You are given a 2D grid representing a maze. The grid contains:

  • @: Your starting position (only one in the grid)
  • .: An empty cell you can walk through
  • #: A wall you cannot pass
  • a to f: Keys you can collect (up to 6 different keys)
  • A to F: Locks that can only be opened with the corresponding key
Your goal is to find the minimum number of steps required to collect all the keys. You can move up, down, left, or right, but cannot move through walls. You can only pass through a lock if you have already collected its corresponding key. Each key can be collected only once. If it is impossible to collect all keys, return -1.

Thought Process

When first approaching this problem, it might seem similar to a shortest path problem in a maze. However, the twist is that the state of the player depends not just on their position, but also on which keys they have collected. A brute-force approach would try all possible paths, but this quickly becomes infeasible as the number of keys increases, due to the exponential number of possible states.

To optimize, we realize that the problem can be modeled as a stateful search, where each state is a combination of the player's current position and the set of keys collected so far. We want to find the shortest sequence of moves that results in collecting all keys. Since we want the shortest path, Breadth-First Search (BFS) is a natural fit, but we must extend the state to include the keys collected.

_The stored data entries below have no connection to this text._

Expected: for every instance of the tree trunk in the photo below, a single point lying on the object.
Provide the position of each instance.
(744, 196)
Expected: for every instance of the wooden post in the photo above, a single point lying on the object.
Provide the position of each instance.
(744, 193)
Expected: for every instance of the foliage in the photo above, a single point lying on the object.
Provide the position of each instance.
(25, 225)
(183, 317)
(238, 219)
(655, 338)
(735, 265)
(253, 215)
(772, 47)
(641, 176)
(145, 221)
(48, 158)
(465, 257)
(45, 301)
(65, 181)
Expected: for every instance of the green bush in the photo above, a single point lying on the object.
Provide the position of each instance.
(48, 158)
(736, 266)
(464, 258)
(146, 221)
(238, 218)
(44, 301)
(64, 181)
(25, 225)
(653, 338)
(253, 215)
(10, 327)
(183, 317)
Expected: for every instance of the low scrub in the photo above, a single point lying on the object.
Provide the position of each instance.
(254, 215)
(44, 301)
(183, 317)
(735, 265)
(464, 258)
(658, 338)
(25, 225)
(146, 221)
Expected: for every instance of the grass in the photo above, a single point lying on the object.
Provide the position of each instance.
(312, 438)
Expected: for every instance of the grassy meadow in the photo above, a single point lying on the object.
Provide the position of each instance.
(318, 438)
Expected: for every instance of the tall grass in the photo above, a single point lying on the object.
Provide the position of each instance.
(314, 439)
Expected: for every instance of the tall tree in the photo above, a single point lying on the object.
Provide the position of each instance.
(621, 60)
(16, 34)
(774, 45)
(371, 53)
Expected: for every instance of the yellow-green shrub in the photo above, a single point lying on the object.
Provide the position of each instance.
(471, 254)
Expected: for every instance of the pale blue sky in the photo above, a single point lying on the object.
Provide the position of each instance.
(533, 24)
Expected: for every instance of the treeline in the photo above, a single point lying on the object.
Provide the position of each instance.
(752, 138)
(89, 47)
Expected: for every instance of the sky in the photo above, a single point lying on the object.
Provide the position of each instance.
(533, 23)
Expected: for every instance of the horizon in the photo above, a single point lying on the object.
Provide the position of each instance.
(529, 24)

To avoid revisiting the same state, we need to track not just positions we've visited, but the specific set of keys we had at that position. This prevents cycles and redundant work.

Solution Approach

Here is a step-by-step breakdown of the optimized approach:

  1. Identify the Start and Keys: Scan the grid to find the starting position and count how many keys there are. Each key is represented by a lowercase letter from a to f.
  2. State Representation: For BFS, each state consists of:
    • Current coordinates (x, y)
    • A bitmask representing which keys have been collected (since there are at most 6 keys, we can use an integer where each bit represents a key)
    • The number of steps taken so far (for BFS level tracking)
  3. Visited Set: To avoid cycles, maintain a set of visited states, where each state is uniquely identified by (x, y, keys_bitmask).
  4. BFS Traversal: Use a queue to perform BFS. At each step:
    • For each of the four directions, compute the next position.
    • If the next cell is a wall (#), skip it.
    • If it's a key, update the bitmask to reflect that the key has been collected.
    • If it's a lock, check if the corresponding key has been collected. If not, skip this move.
    • If the new state has not been visited, add it to the queue and mark it as visited.
    • If all keys have been collected (i.e., the bitmask has all key bits set), return the number of steps taken.
  5. Termination: If the queue is exhausted without collecting all keys, return -1.
We use a bitmask for keys because it allows for fast O(1) operations to add/check keys, and it keeps the state compact for visited tracking.

Example Walkthrough

Let's consider the following grid: 

    ["@.a..",
     "###.#",
     "b.A.B"]
  • Start at (0,0) (@)
  • There are two keys: a at (0,2) and b at (2,0)
  • There are two locks: A at (2,2) and B at (2,4)
Step-by-step:
  1. From (0,0), move right to (0,1), then right to (0,2) to collect key a (bitmask now 01).
  2. Now, move down to (1,2) (it's a wall, so not possible). Instead, backtrack and go down to (1,0) (blocked by wall), so try another path.
  3. From (0,2), back to (0,1), then to (1,1) (blocked), so try moving to (0,3), then (0,4), down to (1,4) (blocked), so that's not possible.
  4. Instead, from (0,2), try going back to (0,1), then to (1,1) (blocked), so try from start to (2,0) to collect b (bitmask now 11).
  5. Once both keys are collected, BFS finds the shortest path that collects both, considering the locks can only be opened after collecting the corresponding keys.
The minimum number of steps to collect both keys is 8.

Time and Space Complexity

Brute-force approach: Would be exponential, as it would try all possible permutations of paths and key pickups, leading to O((m*n)*(2^K)*K!), where K is the number of keys. This is not feasible for K up to 6.

Optimized BFS approach:

  • There are at most m*n positions and 2^K key combinations (since each key can be either collected or not).
  • The total number of unique states is O(m*n*2^K).
  • Each state is processed at most once, and each move takes O(1) time, so the total time complexity is O(m*n*2^K).
  • Space complexity is also O(m*n*2^K) for the queue and visited set.
This is efficient enough for the problem's constraints (m, n ≤ 30, K ≤ 6).

Summary

The problem is a classic example of a shortest path search with extra state (the set of collected keys). By modeling the state as (position, keys_bitmask) and using BFS, we ensure we find the shortest path efficiently. The use of a bitmask for keys is both elegant and efficient, and tracking visited states in this way prevents unnecessary recomputation. This makes the solution both optimal and easy to reason about, leveraging classic BFS with a twist for stateful traversal.